Justin Vernon wäre gern Mouse on Mars. Das letzte Album seiner Band Bon Iver ließ daran keine Zweifel gelten: Auf 22, A Million erklang kaum noch jener Welterweichungsfolk, der Vernon zum Trostspender aller Norwegerpullis und rückläufigen Haaransätze gemacht hatte. Stattdessen hörte man ein Hupkonzert aus Störgeräuschen, Stimmmanipulationen und anderen Sounddefekten, aufgebrochene oder vollständig aufgegebene Songstrukturen, viel Kronk und auch etwas Krach. Also mit anderen Worten: Dinge, die Mouse on Mars seit mittlerweile 25 Jahren erkunden.

Die Sehnsucht des Popstars nach dem Kultstatus des nächstkleineren Nischenstars ist kein neues Phänomen. In den Neunzigern wollte Kurt Cobain sein wie der kindlich-abgründige Liedermacher Daniel Johnston.

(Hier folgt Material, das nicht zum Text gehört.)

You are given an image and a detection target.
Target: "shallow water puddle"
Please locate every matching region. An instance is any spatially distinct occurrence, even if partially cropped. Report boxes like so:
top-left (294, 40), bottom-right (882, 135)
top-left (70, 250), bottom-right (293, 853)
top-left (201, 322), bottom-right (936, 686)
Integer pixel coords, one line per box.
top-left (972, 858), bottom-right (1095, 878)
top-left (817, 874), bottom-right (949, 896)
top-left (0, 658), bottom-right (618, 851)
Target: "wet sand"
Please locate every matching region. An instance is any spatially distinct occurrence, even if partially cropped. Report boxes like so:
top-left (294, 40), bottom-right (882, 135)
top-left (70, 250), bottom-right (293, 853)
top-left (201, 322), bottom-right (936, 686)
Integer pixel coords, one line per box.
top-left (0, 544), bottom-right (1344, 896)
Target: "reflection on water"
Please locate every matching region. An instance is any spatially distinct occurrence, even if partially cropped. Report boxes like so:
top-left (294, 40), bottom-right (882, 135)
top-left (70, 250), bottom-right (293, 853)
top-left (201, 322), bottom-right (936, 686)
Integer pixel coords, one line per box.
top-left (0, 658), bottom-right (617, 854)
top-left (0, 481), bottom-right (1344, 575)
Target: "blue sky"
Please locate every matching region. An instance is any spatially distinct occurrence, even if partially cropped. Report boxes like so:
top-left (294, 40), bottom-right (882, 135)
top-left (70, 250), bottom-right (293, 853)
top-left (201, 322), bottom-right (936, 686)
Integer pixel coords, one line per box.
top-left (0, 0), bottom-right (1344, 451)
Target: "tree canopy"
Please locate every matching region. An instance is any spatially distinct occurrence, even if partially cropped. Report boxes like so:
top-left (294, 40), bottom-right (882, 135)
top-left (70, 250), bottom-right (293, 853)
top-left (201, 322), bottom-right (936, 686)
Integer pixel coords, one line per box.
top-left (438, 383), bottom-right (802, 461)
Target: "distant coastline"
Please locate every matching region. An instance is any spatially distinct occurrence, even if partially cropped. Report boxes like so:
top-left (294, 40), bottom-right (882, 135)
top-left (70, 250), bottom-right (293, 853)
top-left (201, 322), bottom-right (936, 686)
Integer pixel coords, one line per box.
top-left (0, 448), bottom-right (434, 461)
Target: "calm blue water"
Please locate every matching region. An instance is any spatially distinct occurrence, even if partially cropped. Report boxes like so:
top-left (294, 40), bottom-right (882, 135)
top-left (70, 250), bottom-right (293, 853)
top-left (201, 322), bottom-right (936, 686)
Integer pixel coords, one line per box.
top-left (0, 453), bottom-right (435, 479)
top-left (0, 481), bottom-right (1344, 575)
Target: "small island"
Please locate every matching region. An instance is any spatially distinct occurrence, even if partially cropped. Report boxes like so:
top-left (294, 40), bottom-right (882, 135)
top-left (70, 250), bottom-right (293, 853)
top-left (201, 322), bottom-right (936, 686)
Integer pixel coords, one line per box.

Um die Jahrtausendwende malte sich Thom Yorke, damals universell umjubelter Radiohead-Kopf, ein Leben als Aphex Twin der großen Festivalbühnen aus. Vergleichsweise neu ist allerdings der Umkehreffekt: Auf ihrem elften Album Dimensional People wären Mouse on Mars nämlich gern wie Justin Vernon. Oder zumindest so etwas Ähnliches.

Der Songwriter aus Wisconsin und die Klangforscher aus Wahlberlin trafen vor anderthalb Jahren aufeinander. Damals gehörten sie zum Line-up eines Festivals im Berliner Funkhaus, der ehemaligen Kommandozentrale des DDR-Rundfunks, die inzwischen als Edel-Konzertlocation mit angeschlossener Trambahn und Pizzeria in den Kulturbetrieb der Hauptstadt eingepflegt wurde. Während mehr als 100 Musikerinnen und Musiker das Programm der Veranstaltung in Spontansessions ertüftelten, verkroch sich Vernon mit Mouse on Mars hinter verschlossenen Türen. Eine Vertiefung der Zusammenarbeit erfolgte später in Wisconsin. Mit Dimensional People präsentieren Mouse on Mars die Ergebnisse dieser Begegnungen.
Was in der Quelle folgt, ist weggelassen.